People living in more remote communities in Area D, the rural area surrounding Kaslo, will have a chance in the near future to weigh in on paying taxes for improved emergency medical service.

The RDCK board of directors approved the establishment of a Medical First Responder Service Area for the parts of Area D outside the Kaslo and District Fire Protection Area. If approved by voters, the service would be staffed by the Kaslo Volunteer Fire Department.

“The current service arrangement is inadequate as there is currently no response available in the more rural portions of Area D on the east side of Kootenay Lake and in the more northern areas near Trout Lake,” notes a staff report. “An increase to current staffing levels and resources would ensure a more robust response in remote portions of the service area.”

The Kaslo and District Volunteer Fire Department responds to calls in the area not covered by existing service agreements, but it has created inequity, a staff report noted.

“The net effect of the current service arrangement is that residents of the Kaslo and Defined Portions of D Fire Protection Area are, to a degree, subsidizing the provision of Medical First Responder services in those portions of D outside of the fire response area,” the report states.

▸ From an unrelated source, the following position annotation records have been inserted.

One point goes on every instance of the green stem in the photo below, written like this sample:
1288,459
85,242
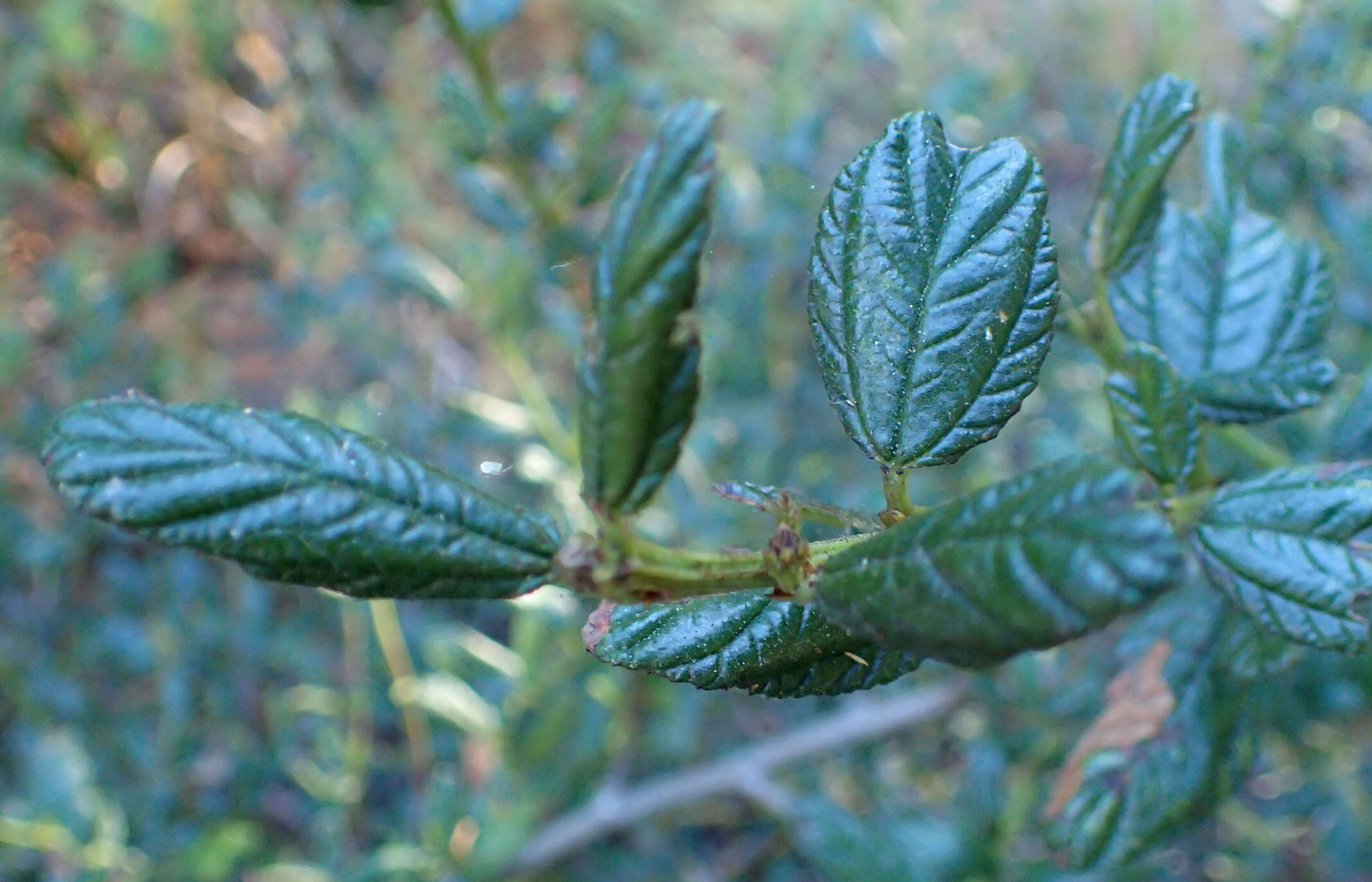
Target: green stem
1261,452
386,622
478,58
1112,345
898,499
647,571
1186,510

The proposed service requires purchasing a $60,000 response vehicle for Ainsworth/ Woodbury area. That expenditure would be funded through short-term borrowing and financed over a five-year period. Another roughly $40,000 per year will go to supporting eight new first responders – four in Meadow Creek and four in Ainsworth/Woodbury.

In total, a taxpayer with a $450,000 home in the new service area will pay about $83 more annually for the expanded service, if it’s approved.

The proposed new service area will go to alternative approval process (AAP) for elector approval later this year. In an AAP, the proposal is advertised, and anyone opposed can register their no vote. If 10 per cent of the electorate votes no, the proposal fails.